Our system relies solely on altruism to motivate donation. Altruism is a fine thing but it is in short supply. Relying purely on altruism for organ donations would certainly be ideal, but it is not worth the loss of many lives annually.

We may hope for love but should plan on self-interest for the sake of ourselves and our children. This new system would replace a system based on handouts with one based on individual responsibility.

People are motivated more by self-interest than by altruism. To increase organ donation, the incentive needs to be aligned with self-interest. Agreeing to give the gift of life would no longer be an act of pure altruism; it would be an insurance policy. Even the most selfish individuals would be willing to become a donor if it gave them greater access to the hearts or livers that might save their lives.

Those who want to give priority to those who were, and still are, willing to donate need not want to exclude other people from organs.
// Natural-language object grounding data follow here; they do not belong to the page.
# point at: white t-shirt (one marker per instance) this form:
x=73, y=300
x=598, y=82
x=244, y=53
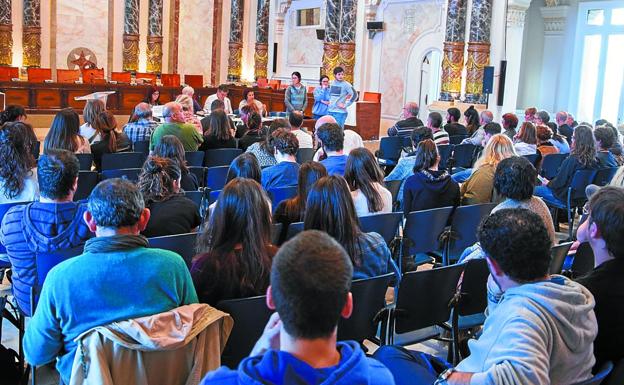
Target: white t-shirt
x=361, y=205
All that is needed is an interest in furthering and rewarding morally fair contributions to practices that lie in the interest of all.

People may feel compassion for those who do not contribute as well as with those who do contribute, but still may feel the need to give priority to those who are contributors if a choice must be made because of scarcity. And this is an ethically respectable motive.

The benefits of registering under a priority incentive programme clearly exceed the costs. Even after registering, it is extremely unlikely that a registrant will donate organs because it is rare to die with organs medically eligible for transplantation. Potential donors can make the trade-off between the remote possibility of becoming an organ donor and the not-quite-so remote possibility of needing an organ.

Opponents of the scheme may say it's not fair. In fact, it makes the organ allocation system fairer. What isn't fair is giving an organ to someone who won't donate their own when there is a registered organ donor who needs it. It's like awarding the Lotto jackpot to someone who didn't buy a ticket.

When you die, you can bury your organs, cremate them, or donate them and save lives. When those are your only choices, deciding not to donate is a spectacularly selfish thing. People who make that decision have no moral claim to an organ transplant.

Without donors there can be no organ transplants.

Opponents may also claim that it is a slippery slope. They are wrong. Giving organs first to women doesn't produce more women, and giving organs first to Christians doesn't produce more Christians. But giving organs first to organ donors produces more organ donors, and that saves lives. The goal of our organ donation system should be to save lives, not to spread deaths equally among groups.

As long as people who refuse to be a donor can jump to the front of the waiting list if they need a transplant we'll always have an organ shortage.

The solution to the shortage is simple - if you don't agree to donate your organs when you die, you go to the back of the waiting list if you ever need an organ to live.

* Andy Tookey is the promoter of GiveLife NZ, an organ-donation reform lobby group.